A vítima, o comerciante de Marília Rafael Francisco Alves Ferreira, que atuava com lojas de vinho na zona Norte da cidade, estava desaparecida desde o período da manhã, segundo sua esposa.
O corpo carbonizado de Rafael apresentava sinais de lesões na cabeça antes da carbonização, indicando a possibilidade de um crime hediondo. A ocorrência segue em andamento, com as autoridades empenhadas em desvendar as circunstâncias deste caso que choca a região e encontrar os autores do crime.

O veículo foi localizado em uma área remota da zona rural de Pompeia, um fator que pode dificultar a coleta de testemunhos e evidências preliminares. Equipes da Polícia Militar foram as primeiras a chegar ao local, após serem acionadas por populares que avistaram a fumaça.
Ao constatar a gravidade da situação, com o carro em chamas e a suspeita da presença de um corpo, o isolamento da área foi imediato para preservar o cenário para a perícia.
A notícia da descoberta de um corpo em um carro incendiado com placas de Marília rapidamente se espalhou, gerando apreensão na comunidade local e nas cidades vizinhas.
A Polícia Científica de Marília foi acionada e deslocou equipes especializadas para o local do crime. Peritos criminais iniciaram o meticuloso trabalho de coleta de vestígios, que é crucial em casos de incêndio, onde muitas evidências podem ser destruídas pelo fogo.
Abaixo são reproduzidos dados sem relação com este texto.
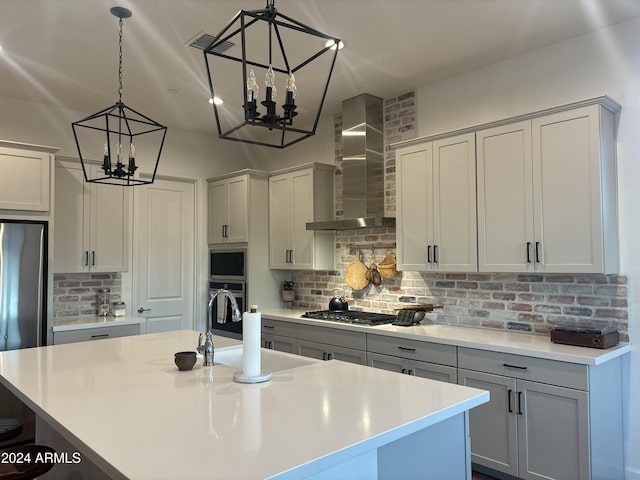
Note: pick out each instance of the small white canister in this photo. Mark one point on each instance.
(104, 295)
(118, 309)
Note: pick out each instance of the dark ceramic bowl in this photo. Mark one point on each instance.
(185, 360)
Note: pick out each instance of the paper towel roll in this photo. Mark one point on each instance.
(251, 323)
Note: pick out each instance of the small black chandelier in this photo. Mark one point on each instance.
(119, 124)
(262, 34)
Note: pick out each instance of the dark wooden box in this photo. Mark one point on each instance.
(583, 339)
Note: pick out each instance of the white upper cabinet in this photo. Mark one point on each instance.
(25, 177)
(547, 194)
(228, 210)
(436, 205)
(296, 197)
(91, 223)
(505, 198)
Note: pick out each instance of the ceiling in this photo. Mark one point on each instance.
(65, 52)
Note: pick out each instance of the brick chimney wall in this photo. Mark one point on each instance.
(523, 302)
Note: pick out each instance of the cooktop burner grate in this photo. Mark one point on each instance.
(351, 316)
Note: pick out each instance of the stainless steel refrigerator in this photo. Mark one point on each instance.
(22, 283)
(23, 293)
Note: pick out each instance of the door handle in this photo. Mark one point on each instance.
(519, 403)
(407, 349)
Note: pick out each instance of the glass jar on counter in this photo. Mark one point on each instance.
(118, 308)
(104, 297)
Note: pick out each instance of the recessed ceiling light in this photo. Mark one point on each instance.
(332, 44)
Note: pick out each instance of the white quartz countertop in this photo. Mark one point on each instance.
(125, 405)
(484, 339)
(80, 323)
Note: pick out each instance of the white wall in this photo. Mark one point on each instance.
(607, 62)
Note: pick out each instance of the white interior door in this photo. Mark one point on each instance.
(165, 254)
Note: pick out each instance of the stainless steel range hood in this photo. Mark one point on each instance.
(362, 166)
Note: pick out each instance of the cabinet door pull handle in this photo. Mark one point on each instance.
(519, 403)
(407, 349)
(514, 366)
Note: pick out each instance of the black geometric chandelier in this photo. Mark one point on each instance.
(112, 131)
(255, 42)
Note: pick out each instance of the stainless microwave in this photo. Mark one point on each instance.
(228, 264)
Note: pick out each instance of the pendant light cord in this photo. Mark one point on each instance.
(120, 62)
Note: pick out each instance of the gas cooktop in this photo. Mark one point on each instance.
(351, 316)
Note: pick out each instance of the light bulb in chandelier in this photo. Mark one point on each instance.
(291, 86)
(270, 82)
(106, 161)
(252, 87)
(132, 159)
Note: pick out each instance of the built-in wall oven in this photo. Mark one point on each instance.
(227, 270)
A análise do veículo incendiado, do corpo e da área circundante foi fundamental para determinar a dinâmica dos fatos.

Entre os objetivos da perícia estão a causa da morte, a origem do incêndio e a busca por qualquer indício que possa levar à autoria do crime. Este processo pode ser longo e exige técnicas avançadas de investigação forense.
A Divisão de Homicídios da Polícia Civil de Marília/Pompeia assumiu o comando das apurações, concentrando esforços na reconstrução dos eventos que culminaram na trágica descoberta.
Identificação da vítima
A identificação do corpo encontrado no veículo incendiado com placas de Marília foi a prioridade inicial da investigação. Devido ao estado de carbonização, métodos tradicionais como impressões digitais podem ser inviáveis.
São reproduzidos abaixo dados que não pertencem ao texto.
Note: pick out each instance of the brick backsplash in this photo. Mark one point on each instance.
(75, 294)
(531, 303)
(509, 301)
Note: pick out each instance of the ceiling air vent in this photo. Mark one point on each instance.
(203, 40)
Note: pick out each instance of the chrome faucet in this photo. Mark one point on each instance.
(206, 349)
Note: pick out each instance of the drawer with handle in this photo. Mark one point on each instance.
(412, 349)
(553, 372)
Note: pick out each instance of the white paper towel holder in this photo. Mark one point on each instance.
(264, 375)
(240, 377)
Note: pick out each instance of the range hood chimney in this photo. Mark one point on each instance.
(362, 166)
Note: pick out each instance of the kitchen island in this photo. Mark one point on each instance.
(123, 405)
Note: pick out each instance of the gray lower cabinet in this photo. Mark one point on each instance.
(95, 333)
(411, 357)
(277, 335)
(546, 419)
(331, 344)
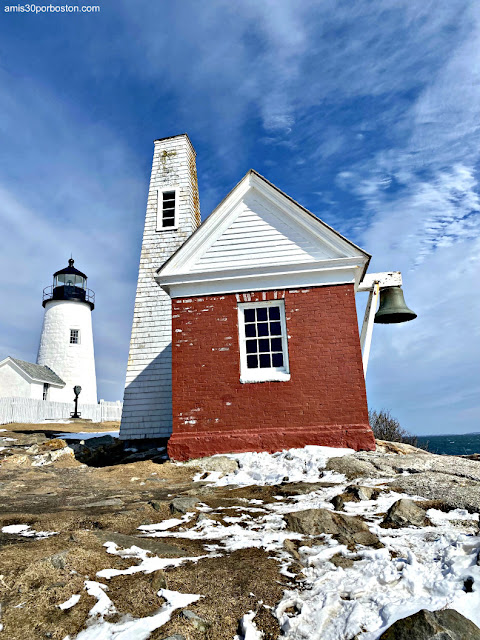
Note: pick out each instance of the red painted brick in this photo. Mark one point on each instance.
(324, 402)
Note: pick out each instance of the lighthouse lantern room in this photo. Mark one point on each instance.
(66, 343)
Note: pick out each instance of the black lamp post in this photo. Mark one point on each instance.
(76, 390)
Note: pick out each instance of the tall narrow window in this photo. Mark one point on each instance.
(167, 209)
(263, 342)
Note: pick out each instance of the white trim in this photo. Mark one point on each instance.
(222, 217)
(384, 279)
(341, 271)
(159, 217)
(272, 374)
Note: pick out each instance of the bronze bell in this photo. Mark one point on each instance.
(392, 308)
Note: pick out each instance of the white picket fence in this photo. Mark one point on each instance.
(35, 411)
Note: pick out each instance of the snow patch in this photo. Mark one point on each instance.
(148, 563)
(292, 465)
(71, 602)
(24, 530)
Nesses casos, a identificação é geralmente feita através de exames odontológicos (arcada dentária), comparação de DNA (com amostras de familiares próximos) ou por meio de exames de impressões papiloscópicas se houver alguma área preservada.
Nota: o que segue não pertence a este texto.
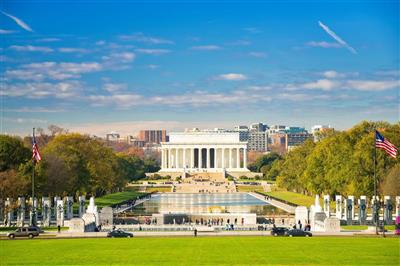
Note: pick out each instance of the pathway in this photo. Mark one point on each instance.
(276, 203)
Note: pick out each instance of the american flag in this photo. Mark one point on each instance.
(35, 150)
(382, 143)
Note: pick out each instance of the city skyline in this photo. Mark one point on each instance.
(135, 66)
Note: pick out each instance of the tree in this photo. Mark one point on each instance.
(12, 152)
(391, 184)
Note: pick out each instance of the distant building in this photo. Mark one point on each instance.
(153, 136)
(256, 136)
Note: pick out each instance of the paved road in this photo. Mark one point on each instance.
(278, 204)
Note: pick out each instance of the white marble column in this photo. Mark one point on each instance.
(230, 158)
(191, 157)
(176, 158)
(200, 159)
(244, 158)
(162, 159)
(208, 158)
(223, 157)
(237, 158)
(215, 158)
(184, 157)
O Instituto Médico Legal (IML) de Marília foi responsável pela necropsia e pelos exames complementares necessários para elucidar a causa exata da morte do comerciante.
A Polícia Civil reforça que todas as linhas de investigação estão sendo exploradas e que o sigilo é essencial nesta fase para garantir a integridade das apurações. As autoridades reiteram o compromisso em esclarecer os fatos e identificar os responsáveis por este crime brutal.
Qualquer informação que possa auxiliar no trabalho policial deve ser repassada de forma anônima pelos canais de denúncia, como o Disque Denúncia (181) ou diretamente à delegacia local. A colaboração da população é frequentemente um elemento-chave na resolução de casos complexos como este.
A esposa de Rafael havia dito à polícia que o marido tinha desaparecido desde a manhã de ontem. Ela relatou que ainda não havia registrado boletim de ocorrência por não ter completado o prazo de 24 horas.